Me faltó carácter, fuerza, envalentonarme y mandar a todos p’al carajo… no sé. Fui tan tan bondadosa, tan comprensiva y obediente, tan ridícula y decente —cuando ya la decencia está en franca decadencia— que daba vergüenza ajena.
¡Me harté de tanta miel y tantos halagos que sólo favorecían a los demás y a mí me dejaban arrinconada en la esquina del «ahí te pudras»!
Sólo ahora que tengo cincuenta y dos años soy consciente de lo increíblemente tonta, buenaza y estúpida que llegué a ser.
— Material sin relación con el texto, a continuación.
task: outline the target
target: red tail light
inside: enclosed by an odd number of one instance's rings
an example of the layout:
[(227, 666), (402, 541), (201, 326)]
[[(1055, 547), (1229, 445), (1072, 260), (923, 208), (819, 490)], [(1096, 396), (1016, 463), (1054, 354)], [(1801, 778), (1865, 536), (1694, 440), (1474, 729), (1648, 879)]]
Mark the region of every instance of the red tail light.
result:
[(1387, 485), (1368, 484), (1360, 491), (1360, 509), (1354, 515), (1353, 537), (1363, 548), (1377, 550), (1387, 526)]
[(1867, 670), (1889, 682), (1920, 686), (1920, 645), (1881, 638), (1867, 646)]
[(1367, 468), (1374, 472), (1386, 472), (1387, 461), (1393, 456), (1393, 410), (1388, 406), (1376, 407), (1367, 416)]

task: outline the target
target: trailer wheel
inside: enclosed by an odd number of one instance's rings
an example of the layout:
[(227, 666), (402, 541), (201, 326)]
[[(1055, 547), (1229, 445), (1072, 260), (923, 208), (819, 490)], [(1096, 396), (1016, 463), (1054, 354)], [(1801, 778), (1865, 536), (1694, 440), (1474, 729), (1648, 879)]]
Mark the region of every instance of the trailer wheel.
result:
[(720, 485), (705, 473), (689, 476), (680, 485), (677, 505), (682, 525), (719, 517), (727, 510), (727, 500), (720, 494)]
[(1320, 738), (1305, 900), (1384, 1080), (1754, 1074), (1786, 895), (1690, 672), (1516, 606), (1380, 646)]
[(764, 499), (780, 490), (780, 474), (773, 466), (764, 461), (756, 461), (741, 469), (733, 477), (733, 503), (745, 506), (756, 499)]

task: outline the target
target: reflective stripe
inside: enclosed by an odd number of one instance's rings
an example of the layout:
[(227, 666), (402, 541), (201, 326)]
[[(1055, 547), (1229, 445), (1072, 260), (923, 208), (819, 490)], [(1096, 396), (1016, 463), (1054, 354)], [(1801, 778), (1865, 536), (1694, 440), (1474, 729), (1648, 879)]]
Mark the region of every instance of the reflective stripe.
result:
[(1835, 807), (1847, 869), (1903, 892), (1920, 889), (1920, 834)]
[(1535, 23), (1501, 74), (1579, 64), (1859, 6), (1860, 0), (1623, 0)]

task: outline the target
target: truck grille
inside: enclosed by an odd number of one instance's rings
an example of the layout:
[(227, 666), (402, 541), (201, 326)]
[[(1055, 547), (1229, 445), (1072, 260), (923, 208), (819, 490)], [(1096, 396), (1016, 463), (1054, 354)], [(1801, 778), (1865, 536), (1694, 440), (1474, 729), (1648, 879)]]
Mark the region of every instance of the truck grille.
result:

Tuvo que pasar una vida entera, medio siglo, para darme cuenta de que mi existencia hubiera podido ser absolutamente diferente si desde el comienzo hubiera cogido las riendas de mi vida y no se las hubiera dejado a nadie. Si me hubiese enfrentado a mis padres y hubiera luchado con uñas y dientes por conseguir vivir mi vida a mi manera y no la que ellos planificaron para mí; si simple y llanamente me hubiese enfrentado a todos sin miedo.
Pero eso, tan aparentemente obvio, no lo venden en ninguna tienda, supermercado o almacén de lujo. Eso, tan codiciado para algunos, llamado autoestima o seguridad en uno mismo —la pócima mágica que tratan de vender psicólogos, psiquiatras, gurús e iluminados, a precios de oro—, eso que te van robando de a poquito extraños, e incluso de lo que se nutren los más allegados desde tu infancia, sólo logras recuperarla el día menos pensado. Cuando a lo peor ya no hay nada que hacer. Cuando algo muy fuerte te sacude las entrañas. Justo lo que hoy, día del velorio de mi Francisco, me ha sucedido.